The Bizarre Decision of Banning Ponytails in Japanese Schools

Schools in Japan has banned girl students from tying ponytails claiming that seeing the naked nape of their necks will sexually entice male students. How absurd and bizarre can this be.

Japanese Schools are famous for their strict and bizarre rules for the kids, especially the female students. From the length of the socks to the color of their hair and underwear, the schools dictate the lives of the students. Now they have banned girl students from tying up their hair in a ponytail inside the school claiming that girls showing the nape of their neck will sexually entice the male students.

As bizarre as this decision is, Japanese schools have also put on the rule that students should only wear white undergarments. This is also in the notion that coloured or more fancy undergarments would be a distraction to other students. And most of the schools in Japan already have accepted this practice and have added ‘only white undergarments’ in their school’s dress code. It is not even a rule that says ‘undergarments should not be visible’ but that it should only be white. And with this rule in practice, the schools are giving the teachers the authority to check the color of the students’ undergarments. Which is an even more scary situation.

There could be many reasons why a school would try to enforce certain rules on their students. However, in this situation instead of teaching the right way to treat girls and correcting the boys’ mindset, they are putting restrictions on the girls. This is something that is happening all around the world. In order to stop the man from getting ‘enticed’ covering up a girl’s face, neck, legs, any other body part…
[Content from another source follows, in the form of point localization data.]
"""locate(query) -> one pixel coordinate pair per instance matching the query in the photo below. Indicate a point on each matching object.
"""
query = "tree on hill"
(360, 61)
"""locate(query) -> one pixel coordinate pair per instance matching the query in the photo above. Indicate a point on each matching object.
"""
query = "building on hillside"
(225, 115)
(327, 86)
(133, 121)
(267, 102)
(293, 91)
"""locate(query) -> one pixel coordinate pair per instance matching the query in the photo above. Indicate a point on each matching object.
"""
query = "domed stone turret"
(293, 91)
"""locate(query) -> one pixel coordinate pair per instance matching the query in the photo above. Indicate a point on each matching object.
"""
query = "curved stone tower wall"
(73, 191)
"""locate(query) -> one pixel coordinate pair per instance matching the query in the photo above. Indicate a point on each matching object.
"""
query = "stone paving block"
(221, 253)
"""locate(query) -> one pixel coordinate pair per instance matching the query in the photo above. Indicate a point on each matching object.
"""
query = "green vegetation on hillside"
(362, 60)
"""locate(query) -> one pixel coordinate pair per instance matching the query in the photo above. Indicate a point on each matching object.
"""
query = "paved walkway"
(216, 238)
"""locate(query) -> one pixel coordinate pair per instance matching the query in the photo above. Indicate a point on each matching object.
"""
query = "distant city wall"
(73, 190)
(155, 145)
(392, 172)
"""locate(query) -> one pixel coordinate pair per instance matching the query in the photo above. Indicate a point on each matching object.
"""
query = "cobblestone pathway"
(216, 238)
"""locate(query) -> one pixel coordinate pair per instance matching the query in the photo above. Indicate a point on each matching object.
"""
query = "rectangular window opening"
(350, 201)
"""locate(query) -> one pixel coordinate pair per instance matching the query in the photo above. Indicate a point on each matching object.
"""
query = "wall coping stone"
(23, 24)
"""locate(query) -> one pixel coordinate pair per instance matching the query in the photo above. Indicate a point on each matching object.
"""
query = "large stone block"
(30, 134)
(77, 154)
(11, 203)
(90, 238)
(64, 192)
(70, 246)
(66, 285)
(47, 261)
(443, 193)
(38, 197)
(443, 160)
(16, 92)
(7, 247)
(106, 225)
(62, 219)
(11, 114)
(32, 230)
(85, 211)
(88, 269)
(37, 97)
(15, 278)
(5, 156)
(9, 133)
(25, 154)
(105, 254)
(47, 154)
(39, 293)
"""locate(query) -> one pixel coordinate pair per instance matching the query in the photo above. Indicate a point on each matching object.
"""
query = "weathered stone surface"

But why is it the girl’s fault if the men are so easily getting ‘enticed’?  

Shouldn’t we be changing this way of thinking instead of trying to restrict and cover up a girl? This kind of way of thinking is dangerous. This leads to the point where people blame women for getting raped. They blame that she was wearing some particular outfit that showed too much skin. She was ‘asking for it’ – they say.

What one wears and how they present themselves should be one’s own choice. Schools can put forward certain rules for modest clothing but going forward as much as to ban ponytails and banning hijab etc is just going too far. Schools should be places that teach personal freedom and encourage people to be looking at each other with respect despite in whatever way they are dressed. But they are clearly failing to teach that by all this banning.